I have two dataframes, both have an ID and a Column Name
that contains Strings. They might look like this:
Dataframes:
DF-1 DF-2
--------------------- ---------------------
ID Name ID Name
1 56 aaeessa 1 12 H.P paRt 1
2 98 1o7v9sM 2 76 aa3esza
3 175 HP. part 1 3 762 stakoverfl
4 2 stackover 4 2 lo7v9Sm
I would like to compute the string similarity (Ex: Jaccard, Levenshtein) between one element with all the others and select the one that has the highest score. Then match the two IDs so I can join the complete Dataframes later.

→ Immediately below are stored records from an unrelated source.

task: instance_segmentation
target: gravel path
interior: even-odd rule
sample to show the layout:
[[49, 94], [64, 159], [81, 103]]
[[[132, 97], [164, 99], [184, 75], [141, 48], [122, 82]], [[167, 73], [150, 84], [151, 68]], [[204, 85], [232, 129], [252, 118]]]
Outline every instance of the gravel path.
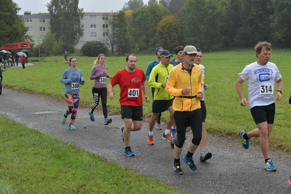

The resulting table should look like this:
Result:
Result
-----------------
ID1 ID2
1 56 76
2 98 2
3 175 12
4 2 762
This could be easily achieved using a double for loop, but I'm looking for an elegant (and faster way) to accomplish this, maybe lambdas list comprehension, or some pandas tool. Maybe some combination of groupby
and idxmax
for the similarity score but I can't quite come up with the soltution by myself.
EDIT: The DataFrames are of different lenghts, one of the purposes of this function is to determine which elements of the lesser dataframe appear in the greater dataframe and match those, discarding the rest. So in the resulting table should only appear pairs of IDs that match, or pairs of ID1 - NaN (assuming DF-1
has more rows than DF-2
).